WEEKLY HEALTH TIP - By Mrs. Best/P.E. Teacher - Health Tip #16 - New Year Healthy Recipes - January is a month in which we focus our attention on getting back on track with our health. The holiday season is over and we may have splurged a little here and there during the festivities. Therefore, during the month of January, I will post a healthy recipe each week in the newsletter. May they add some new flavor to your week!

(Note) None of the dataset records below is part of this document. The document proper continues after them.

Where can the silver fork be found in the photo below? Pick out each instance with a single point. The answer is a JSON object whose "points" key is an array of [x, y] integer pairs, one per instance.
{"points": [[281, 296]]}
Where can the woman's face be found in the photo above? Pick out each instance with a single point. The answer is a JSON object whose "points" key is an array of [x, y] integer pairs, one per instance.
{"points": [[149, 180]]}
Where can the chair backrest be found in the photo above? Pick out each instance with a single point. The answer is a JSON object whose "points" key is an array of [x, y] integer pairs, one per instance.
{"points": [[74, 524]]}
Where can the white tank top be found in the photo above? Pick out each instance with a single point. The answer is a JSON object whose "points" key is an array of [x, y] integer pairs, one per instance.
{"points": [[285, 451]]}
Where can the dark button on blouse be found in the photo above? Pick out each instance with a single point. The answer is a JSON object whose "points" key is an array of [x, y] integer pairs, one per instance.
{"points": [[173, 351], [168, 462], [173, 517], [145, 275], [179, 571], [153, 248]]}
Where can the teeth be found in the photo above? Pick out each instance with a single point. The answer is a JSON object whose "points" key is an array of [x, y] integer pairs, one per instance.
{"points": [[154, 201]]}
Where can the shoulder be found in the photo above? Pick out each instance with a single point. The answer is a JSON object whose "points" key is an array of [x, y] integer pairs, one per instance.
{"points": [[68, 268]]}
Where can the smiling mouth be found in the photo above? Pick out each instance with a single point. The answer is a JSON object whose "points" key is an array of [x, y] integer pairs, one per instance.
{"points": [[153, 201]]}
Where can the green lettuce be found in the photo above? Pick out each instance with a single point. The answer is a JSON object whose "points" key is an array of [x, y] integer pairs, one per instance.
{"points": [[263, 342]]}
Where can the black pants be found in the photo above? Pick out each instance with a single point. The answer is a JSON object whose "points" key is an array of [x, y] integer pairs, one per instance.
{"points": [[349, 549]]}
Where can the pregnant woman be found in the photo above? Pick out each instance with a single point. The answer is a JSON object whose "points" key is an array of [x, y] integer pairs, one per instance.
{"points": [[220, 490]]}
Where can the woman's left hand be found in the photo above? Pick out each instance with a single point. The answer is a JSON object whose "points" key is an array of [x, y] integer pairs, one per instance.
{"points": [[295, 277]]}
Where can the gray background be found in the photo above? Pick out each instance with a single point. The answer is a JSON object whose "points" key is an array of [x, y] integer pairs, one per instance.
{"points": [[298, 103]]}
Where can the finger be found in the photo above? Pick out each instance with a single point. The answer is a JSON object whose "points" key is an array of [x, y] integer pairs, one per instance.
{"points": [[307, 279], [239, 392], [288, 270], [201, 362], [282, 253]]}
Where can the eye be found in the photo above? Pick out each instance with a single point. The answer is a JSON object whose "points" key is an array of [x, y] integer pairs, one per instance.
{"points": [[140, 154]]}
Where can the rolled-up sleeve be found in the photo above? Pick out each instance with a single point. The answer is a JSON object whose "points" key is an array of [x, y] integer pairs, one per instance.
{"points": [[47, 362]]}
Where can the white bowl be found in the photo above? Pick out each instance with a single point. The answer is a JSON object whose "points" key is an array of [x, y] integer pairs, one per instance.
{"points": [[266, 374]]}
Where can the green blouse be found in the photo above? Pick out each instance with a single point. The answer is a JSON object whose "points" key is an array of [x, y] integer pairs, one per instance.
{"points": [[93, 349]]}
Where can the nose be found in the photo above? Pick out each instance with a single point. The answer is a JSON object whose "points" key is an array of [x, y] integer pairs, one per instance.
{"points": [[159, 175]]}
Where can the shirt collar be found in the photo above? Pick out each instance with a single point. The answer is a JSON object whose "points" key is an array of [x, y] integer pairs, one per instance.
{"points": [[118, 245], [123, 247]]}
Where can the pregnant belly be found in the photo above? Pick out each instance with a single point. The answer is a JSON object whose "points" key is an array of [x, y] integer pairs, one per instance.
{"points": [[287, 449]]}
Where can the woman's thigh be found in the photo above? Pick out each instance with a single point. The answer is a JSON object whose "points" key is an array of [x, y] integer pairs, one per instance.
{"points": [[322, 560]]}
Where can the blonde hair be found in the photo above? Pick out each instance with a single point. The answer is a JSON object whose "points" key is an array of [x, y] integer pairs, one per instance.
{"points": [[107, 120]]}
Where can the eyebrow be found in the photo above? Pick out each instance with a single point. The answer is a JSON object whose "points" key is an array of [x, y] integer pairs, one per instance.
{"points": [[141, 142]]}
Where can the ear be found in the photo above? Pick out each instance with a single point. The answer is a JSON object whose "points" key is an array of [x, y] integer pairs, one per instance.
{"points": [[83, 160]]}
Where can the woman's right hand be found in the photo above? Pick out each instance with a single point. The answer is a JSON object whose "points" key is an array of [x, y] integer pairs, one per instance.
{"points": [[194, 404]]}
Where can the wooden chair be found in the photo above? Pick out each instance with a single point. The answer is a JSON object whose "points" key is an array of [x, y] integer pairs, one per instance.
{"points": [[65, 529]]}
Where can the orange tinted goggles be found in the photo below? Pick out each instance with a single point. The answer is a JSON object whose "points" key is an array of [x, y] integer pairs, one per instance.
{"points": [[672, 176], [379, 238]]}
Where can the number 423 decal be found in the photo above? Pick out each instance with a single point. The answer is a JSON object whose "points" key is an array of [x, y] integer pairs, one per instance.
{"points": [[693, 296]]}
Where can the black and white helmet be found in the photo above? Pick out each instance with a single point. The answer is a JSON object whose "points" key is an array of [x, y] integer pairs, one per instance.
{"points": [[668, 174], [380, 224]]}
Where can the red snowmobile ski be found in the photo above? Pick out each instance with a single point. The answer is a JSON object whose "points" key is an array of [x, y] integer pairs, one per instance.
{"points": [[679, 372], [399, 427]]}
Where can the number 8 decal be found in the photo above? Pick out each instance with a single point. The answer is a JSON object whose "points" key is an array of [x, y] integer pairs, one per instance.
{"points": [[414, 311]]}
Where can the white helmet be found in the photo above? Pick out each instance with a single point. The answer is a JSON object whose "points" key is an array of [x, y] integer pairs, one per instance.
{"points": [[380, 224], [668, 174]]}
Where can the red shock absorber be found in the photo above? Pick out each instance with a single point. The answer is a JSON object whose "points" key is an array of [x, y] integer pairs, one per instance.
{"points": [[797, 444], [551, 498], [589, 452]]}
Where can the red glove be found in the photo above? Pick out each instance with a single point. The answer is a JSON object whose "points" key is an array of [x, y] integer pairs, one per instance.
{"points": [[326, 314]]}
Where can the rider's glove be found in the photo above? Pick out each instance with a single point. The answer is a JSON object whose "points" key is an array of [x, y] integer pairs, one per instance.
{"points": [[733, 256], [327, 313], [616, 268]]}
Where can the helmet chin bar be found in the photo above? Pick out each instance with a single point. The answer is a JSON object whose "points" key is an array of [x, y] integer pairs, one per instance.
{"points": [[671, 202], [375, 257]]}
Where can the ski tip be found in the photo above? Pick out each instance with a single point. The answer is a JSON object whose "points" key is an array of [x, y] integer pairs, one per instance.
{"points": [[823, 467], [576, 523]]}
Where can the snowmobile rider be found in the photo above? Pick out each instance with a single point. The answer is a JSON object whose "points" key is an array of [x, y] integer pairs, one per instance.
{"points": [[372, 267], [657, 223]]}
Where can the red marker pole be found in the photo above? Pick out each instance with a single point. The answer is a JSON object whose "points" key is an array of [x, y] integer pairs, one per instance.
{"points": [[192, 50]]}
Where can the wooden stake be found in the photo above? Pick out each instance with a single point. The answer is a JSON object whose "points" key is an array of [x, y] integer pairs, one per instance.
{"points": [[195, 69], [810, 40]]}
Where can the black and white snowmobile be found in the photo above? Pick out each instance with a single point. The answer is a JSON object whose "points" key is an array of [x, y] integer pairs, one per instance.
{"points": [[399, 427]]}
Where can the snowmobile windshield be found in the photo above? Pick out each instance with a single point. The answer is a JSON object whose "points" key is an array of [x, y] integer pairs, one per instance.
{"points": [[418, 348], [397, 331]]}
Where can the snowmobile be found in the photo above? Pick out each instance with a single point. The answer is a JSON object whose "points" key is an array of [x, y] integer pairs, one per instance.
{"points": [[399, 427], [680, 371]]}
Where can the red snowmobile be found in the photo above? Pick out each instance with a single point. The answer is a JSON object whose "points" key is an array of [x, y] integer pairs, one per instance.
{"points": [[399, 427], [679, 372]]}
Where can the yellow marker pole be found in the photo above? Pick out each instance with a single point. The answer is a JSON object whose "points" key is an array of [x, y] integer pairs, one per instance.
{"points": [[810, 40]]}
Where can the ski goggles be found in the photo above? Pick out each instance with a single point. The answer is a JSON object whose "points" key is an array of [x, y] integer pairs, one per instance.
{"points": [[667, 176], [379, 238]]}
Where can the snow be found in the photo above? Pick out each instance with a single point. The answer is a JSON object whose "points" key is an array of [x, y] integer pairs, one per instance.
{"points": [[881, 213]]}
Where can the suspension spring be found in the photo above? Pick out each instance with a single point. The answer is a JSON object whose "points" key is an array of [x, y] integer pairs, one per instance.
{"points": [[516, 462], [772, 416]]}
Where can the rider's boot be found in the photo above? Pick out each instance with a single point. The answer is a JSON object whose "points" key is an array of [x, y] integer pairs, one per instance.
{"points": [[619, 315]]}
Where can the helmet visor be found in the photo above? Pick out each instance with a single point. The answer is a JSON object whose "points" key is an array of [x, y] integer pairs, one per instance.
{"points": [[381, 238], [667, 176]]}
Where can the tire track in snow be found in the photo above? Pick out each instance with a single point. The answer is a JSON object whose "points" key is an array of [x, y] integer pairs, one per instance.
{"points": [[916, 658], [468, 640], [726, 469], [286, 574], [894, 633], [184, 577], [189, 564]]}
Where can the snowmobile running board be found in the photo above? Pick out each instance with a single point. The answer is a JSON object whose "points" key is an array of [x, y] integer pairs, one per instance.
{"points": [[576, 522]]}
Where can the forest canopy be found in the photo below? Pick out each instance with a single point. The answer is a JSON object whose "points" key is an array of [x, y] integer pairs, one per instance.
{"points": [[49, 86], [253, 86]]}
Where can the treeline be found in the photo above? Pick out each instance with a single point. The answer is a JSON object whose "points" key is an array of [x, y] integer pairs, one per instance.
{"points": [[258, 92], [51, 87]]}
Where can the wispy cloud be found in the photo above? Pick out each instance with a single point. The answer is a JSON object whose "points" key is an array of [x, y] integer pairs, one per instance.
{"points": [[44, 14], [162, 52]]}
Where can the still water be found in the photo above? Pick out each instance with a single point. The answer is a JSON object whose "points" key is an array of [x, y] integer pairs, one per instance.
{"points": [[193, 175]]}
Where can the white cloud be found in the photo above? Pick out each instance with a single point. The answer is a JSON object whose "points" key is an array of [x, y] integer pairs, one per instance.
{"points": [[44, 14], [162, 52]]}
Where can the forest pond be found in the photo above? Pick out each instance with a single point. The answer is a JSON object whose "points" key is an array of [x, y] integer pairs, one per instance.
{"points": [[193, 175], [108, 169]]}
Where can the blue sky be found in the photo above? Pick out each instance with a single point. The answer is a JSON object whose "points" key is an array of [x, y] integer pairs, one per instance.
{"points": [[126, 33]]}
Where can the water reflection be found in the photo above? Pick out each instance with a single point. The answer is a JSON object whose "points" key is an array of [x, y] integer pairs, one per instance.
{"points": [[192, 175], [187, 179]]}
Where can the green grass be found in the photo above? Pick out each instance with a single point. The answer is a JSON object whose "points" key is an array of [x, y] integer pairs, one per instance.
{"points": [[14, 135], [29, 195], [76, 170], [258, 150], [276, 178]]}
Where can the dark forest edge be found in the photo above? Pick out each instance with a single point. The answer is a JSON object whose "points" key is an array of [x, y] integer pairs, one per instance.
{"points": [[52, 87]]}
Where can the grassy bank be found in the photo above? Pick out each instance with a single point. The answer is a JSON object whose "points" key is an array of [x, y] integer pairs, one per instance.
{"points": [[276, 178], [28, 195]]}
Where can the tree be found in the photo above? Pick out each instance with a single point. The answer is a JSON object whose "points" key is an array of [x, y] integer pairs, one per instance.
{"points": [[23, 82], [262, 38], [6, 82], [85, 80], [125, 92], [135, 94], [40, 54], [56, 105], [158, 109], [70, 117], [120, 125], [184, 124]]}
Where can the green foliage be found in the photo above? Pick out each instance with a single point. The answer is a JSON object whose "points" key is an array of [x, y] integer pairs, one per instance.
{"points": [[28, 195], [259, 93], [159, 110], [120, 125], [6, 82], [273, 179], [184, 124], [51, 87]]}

Potato-Crusted Salmon Fillets
Prep Time 15 minutes • Cook Time 15 minutes • Total Time 30 minutes • Servings - 4 • Calories 262 kcal
Ingredients
- 2 small russet potatoes (about 1 lb.) washed, shredded
- ½ medium leek washed, sliced thin
- ¼ tsp. sea salt (or Himalayan salt)
- 2 tsp. ground white pepper
- 2 tsp. olive oil
- 1 tsp. unsalted butter
- 4 (4-oz) raw salmon fillets skinless
Instructions
- Drain potatoes in a colander; pat them as dry as possible with paper towels or a clean kitchen towel.
- Combine potatoes, leek, salt, and pepper in a medium bowl; mix well.
- Heat oil and butter in large nonstick skillet over medium-high heat.
- Place four ⅓ cup mounds of potato mixture in skillet. Press a salmon fillet into each mound. Top evenly with remaining potatoes; cook for 6 to 7 minutes on each side, or until potatoes are nicely browned and fish flakes easily when tested with a fork.
Add your favorite vegetable as a side. Enjoy!